House price growth ground to a halt in June after three consecutive months of price rises, according to Hometrack, the property market analyst. The strength of the London market helped the UK as a whole to avoid house price falls, according to the monthly survey of estate agents and surveyors, but Hometrack warned that lower demand over the summer would put further pressure on property values. The percentage of postcodes recording monthly house price falls in June — 23.4% — was more than double the 10.8% that reported price increases. New buyer registrations fell by 0.5% in June — the first monthly decline in five months. Hometrack said that economic uncertainty stemming from the Eurozone crisis and the start of the seasonal summer slowdown were to blame for low demand, while the Jubilee bank holiday was also a contributing factor, The Times says.

Hu Jintao flew to Hong Kong to swear in its new leader at the weekend. His appearance coincided with the celebrations for the 15th anniversary of the return of the former British colony to Chinese rule. At the same time, his economic henchmen gathered in Shanghai at the fifth financial forum in Lujiazui, China’s answer to Wall Street. Speech after speech renewed Shanghai’s grand ambition to become a global financial centre by 2020 — a pledge given hearty support from visiting officials from London and New York. However, some economists say that if China does not move quicker to open up its financial markets and liberalise interest rates, it will risk creating another Tokyo, whose early promise as a global financial centre dwindled with economic malaise. Mr Boleat said that protectionism was “probably” his biggest concern: “To be an international financial centre you can’t discriminate against foreigners — China has to be open.”

Bad debts in the Eurozone are a “ticking time bomb” for the continent’s economy, with the worst effects expected to be felt next year, a report has warned.
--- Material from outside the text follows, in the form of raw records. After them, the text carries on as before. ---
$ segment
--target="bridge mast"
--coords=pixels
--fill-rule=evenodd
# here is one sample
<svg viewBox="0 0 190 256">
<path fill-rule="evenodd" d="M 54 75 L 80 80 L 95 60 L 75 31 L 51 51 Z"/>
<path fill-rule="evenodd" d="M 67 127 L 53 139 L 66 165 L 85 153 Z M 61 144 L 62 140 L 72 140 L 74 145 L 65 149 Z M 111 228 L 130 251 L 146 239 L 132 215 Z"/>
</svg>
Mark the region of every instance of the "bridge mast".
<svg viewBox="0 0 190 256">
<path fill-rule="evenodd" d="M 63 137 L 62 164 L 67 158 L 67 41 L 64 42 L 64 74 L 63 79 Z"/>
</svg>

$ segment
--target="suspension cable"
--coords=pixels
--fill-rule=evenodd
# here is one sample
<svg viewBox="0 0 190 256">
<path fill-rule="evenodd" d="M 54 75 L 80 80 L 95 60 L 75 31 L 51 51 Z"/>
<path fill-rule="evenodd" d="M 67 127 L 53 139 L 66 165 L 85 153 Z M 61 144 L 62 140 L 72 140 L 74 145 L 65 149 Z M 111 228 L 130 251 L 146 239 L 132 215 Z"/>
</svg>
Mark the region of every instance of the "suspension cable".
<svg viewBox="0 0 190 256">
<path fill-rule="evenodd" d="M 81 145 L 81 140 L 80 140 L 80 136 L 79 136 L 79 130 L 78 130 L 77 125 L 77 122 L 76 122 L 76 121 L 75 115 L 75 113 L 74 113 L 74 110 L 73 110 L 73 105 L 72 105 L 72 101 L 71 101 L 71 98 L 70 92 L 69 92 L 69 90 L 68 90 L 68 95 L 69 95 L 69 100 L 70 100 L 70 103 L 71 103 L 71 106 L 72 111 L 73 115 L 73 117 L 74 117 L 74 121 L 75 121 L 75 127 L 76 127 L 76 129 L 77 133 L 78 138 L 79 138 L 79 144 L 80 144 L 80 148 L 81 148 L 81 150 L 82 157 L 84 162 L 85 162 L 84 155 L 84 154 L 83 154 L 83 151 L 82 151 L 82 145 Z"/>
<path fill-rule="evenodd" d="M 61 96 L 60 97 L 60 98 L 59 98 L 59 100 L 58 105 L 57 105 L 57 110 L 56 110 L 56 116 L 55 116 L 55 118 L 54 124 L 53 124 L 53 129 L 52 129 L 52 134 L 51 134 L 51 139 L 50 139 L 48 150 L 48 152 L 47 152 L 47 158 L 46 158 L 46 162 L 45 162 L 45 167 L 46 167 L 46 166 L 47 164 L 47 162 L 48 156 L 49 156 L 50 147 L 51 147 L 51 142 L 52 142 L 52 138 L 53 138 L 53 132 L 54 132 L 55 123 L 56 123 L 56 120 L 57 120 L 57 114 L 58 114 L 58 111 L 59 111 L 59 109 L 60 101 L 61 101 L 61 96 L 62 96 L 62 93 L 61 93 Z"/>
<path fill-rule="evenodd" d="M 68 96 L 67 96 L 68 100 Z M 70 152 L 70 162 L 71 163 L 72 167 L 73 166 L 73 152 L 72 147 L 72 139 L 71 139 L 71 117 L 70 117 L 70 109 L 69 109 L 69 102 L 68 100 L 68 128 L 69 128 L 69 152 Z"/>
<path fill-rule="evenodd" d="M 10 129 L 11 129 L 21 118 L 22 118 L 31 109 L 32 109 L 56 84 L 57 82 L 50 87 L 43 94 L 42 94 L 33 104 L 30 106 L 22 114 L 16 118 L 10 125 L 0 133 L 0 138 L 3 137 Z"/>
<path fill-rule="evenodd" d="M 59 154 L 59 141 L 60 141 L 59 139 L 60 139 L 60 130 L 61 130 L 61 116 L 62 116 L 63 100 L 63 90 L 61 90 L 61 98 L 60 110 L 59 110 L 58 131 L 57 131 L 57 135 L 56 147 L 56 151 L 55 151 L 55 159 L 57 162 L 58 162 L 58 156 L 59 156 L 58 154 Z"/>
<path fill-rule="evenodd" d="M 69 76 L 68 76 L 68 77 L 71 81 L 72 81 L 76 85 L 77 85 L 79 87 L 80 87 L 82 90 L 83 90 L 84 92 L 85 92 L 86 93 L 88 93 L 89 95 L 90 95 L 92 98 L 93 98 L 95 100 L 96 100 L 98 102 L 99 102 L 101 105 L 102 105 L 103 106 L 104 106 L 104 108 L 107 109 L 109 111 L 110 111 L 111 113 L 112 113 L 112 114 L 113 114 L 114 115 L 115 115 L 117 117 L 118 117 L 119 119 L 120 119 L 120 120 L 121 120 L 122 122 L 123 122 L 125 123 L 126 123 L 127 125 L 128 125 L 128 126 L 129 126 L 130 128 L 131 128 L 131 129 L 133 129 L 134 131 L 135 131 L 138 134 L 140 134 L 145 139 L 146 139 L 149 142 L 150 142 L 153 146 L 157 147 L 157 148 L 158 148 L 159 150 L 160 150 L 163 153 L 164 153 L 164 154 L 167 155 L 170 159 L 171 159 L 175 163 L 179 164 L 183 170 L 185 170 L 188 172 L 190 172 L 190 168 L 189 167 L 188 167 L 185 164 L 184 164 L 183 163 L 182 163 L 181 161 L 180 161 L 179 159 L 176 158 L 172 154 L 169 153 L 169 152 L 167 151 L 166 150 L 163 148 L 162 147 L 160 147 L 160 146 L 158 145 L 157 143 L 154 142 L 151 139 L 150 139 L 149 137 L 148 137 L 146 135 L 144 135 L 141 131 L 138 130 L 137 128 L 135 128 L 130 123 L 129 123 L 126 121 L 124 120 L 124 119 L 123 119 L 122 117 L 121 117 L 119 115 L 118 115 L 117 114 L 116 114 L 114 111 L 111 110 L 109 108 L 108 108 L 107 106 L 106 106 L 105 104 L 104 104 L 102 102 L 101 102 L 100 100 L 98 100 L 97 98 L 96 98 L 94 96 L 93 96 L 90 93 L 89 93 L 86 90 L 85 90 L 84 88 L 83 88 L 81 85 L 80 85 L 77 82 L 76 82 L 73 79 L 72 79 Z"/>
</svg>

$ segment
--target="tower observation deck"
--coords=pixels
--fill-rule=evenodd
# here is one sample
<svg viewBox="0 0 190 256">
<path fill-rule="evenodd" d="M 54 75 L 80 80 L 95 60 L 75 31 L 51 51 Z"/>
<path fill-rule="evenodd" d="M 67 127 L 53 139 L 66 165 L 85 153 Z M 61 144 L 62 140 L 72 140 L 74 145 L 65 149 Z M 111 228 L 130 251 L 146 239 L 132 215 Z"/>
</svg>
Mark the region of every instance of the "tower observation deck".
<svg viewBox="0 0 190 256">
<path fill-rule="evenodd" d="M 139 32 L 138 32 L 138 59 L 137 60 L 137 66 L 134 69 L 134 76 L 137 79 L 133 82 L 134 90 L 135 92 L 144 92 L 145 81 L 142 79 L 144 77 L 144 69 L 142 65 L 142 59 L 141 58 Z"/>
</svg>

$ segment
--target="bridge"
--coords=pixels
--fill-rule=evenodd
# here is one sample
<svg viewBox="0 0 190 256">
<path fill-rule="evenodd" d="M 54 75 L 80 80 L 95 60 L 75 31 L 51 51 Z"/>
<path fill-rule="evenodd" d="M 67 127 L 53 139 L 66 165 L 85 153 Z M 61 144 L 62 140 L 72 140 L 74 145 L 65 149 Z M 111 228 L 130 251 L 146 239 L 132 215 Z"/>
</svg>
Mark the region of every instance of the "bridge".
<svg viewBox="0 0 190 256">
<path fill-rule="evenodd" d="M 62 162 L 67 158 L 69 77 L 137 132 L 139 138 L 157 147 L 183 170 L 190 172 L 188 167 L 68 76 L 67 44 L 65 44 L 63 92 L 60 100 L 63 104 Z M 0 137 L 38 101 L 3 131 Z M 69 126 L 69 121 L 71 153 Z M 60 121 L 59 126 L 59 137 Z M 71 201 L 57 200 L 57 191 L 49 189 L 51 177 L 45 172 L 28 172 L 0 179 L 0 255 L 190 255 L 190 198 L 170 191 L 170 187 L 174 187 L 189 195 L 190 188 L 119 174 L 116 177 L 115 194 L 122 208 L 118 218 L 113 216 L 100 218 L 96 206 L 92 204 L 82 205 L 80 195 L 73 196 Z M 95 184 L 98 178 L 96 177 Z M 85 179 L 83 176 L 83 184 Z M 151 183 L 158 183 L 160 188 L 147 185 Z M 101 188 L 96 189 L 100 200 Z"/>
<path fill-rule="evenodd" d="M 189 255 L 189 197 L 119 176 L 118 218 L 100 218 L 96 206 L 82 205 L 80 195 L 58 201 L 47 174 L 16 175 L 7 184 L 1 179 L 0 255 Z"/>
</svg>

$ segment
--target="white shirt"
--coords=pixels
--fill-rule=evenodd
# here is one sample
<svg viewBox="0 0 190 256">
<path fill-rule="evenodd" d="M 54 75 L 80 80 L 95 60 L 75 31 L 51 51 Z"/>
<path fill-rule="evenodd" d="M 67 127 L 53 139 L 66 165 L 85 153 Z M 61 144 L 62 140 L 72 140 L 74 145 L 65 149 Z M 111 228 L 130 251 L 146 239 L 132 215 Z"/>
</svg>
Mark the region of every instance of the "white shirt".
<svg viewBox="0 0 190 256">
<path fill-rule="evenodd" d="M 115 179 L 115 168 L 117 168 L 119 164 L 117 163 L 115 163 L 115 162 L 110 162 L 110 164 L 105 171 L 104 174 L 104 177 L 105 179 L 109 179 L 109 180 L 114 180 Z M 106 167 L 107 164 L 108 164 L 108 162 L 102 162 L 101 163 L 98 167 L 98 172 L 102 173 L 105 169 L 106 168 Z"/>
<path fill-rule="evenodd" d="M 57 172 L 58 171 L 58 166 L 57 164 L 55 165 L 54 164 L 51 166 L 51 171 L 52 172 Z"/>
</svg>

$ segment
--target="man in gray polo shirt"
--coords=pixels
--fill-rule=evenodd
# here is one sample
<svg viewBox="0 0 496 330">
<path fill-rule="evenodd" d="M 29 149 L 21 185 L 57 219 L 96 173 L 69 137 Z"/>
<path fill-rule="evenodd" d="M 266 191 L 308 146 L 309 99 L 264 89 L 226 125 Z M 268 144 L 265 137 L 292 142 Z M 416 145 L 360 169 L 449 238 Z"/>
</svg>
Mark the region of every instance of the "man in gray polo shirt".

Banks’ balance sheets will contract by a record margin in 2012, further constraining the supply of credit to businesses and consumers, according to Ernst & Young, but the “real impact” of Europe’s debt crisis will not arrive until 2013. The accountancy firm said banks will shrink their balance sheets by €1.6tn (£1.3tn) this year as the result of asset disposals and a contraction in their lending activity – a sharper decline than during the financial ¬crisis. As a result, it predicted that corporate lending will contract by 4.8% in 2012, while consumer loans will fall by 6.6%, which would represent the fastest pace of lending contraction on record for the Eurozone. However, next year looks even more “bleak” as the fallout from bad debts is felt across Europe, Ernst & Young’s Eurozone Financial Services Forecast said.

Iran´s oil minister yesterday called for an emergency meeting of energy cartel Opec, arguing that the current market value of oil had become “illogical”. A local news agency quoted Rostam Ghasemi as saying that, at a recent meeting of the Organisation of the Petroleum Exporting Countries, member states agreed to hold an emergency meeting if oil prices fell below $100 per barrel. International crude benchmarks posted their biggest quarterly declines on Friday since the fourth quarter of 2008 due to weak demand, ample supply and economic worries. However, prices rebounded later on Friday on a deal by European leaders to shore up Eurozone banks. Brent crude rose more than $6 a barrel to near $98, while US light crude jumped by more than $7 to settle just below $85, The Scotsman reports.